The more we learn of CTE, Chronic traumatic encephalopathy, the more terrifying it is. Back in 2006, when the first studies were being done on NFL players, three-of-three autopsies were found to exhibit the tau protein characteristic of this type of degenerative disease.
We’re still learning more, but what we find is not promising for the future of the sport. In a recent study released by the Journal of the American Medical Association (JAMA,) principal investigators found some startling facts:
New: In examining the brains of 111 dead NFL players, researchers found 110 had CTE. 48/53 college players did, too. https://t.co/uYqCSTjQ0F pic.twitter.com/xQvpQ6SOV7
— Mike Baker (@ByMikeBaker) July 25, 2017
* 110 of 111 NFL players had CTE
* 48 of 53 college players exhibited the tau protein
* 9 of 14 semiprofessional players
* 3 of 14 high school
* 8 of 9 CFL players
(There’s more at Mike Baker’s feed above; he’s a solid investigative reporter for the Seattle Intelligencer.)

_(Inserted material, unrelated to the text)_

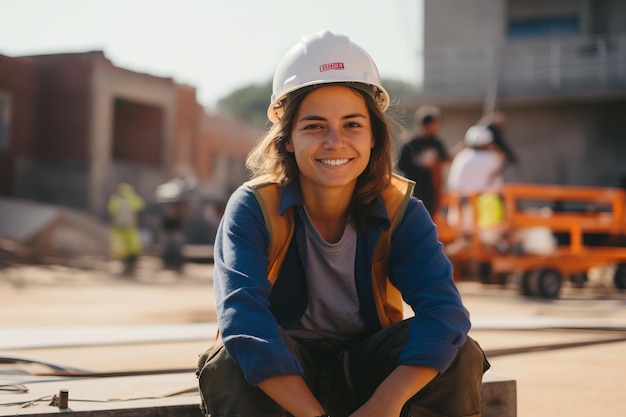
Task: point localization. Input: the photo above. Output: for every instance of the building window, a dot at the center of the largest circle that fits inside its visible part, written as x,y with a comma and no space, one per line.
5,120
544,26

The general jibe from the abstract then is that the longer one plays, and at increasingly higher levels of play, the more likely it is that suffering repeated subconcussive traumas will result in CTE. At this point, developing CTE seems an inevitability for those that excel in the sport as collegiate and professional athletes.

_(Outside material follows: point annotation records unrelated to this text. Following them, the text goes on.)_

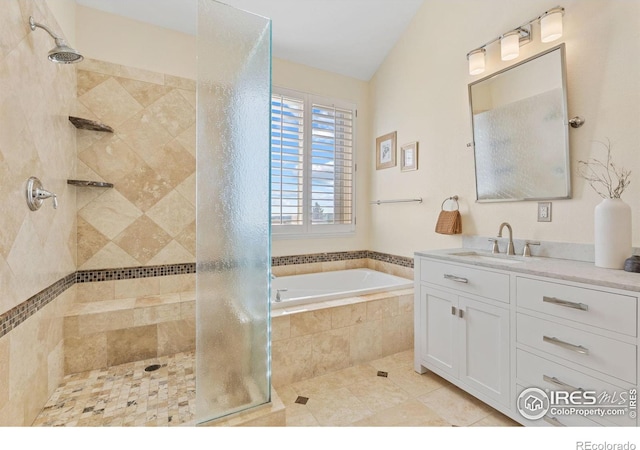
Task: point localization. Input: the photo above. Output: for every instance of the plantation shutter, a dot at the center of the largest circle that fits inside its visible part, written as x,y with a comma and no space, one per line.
287,147
331,184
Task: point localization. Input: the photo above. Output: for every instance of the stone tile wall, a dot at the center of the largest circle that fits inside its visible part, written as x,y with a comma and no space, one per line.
120,321
37,248
148,218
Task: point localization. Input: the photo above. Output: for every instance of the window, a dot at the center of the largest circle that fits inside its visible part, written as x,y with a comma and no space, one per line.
312,164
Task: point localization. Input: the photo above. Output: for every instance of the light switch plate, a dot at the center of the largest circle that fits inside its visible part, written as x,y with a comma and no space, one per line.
544,211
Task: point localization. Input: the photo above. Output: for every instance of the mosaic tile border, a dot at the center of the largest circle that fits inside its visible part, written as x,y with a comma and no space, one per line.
318,257
341,256
15,316
128,273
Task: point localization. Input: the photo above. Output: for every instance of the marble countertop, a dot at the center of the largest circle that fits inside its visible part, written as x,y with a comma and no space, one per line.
562,269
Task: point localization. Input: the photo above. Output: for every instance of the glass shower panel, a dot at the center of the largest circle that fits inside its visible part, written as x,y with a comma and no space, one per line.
233,243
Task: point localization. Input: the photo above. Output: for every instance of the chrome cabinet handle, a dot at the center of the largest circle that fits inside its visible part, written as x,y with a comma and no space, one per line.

We don’t have evidence as to what causes the degrees of symptoms, or why one person clincally presents with signs that another player does not. But we do know it is not the killshot or the concussions that cause the damage, it is the very act of playing football which represents the danger -- there is simply no way to prevent heads colliding, at any level, for any player. And the longer you do so, the more likely the risk of permanent damage.
I have no answers for this. And I don’t know where the sport goes or if it will even be viable in its present form in the coming years. I do know two things: 1. Litigation and CTE research are intrinsically intertwined -- we’ve not seen the end of the lawsuits for CTE, only the beginning. And litigation is an existential threat to the sport, and 2. that as much as I love the sport, I would not allow my child to play it in 2017.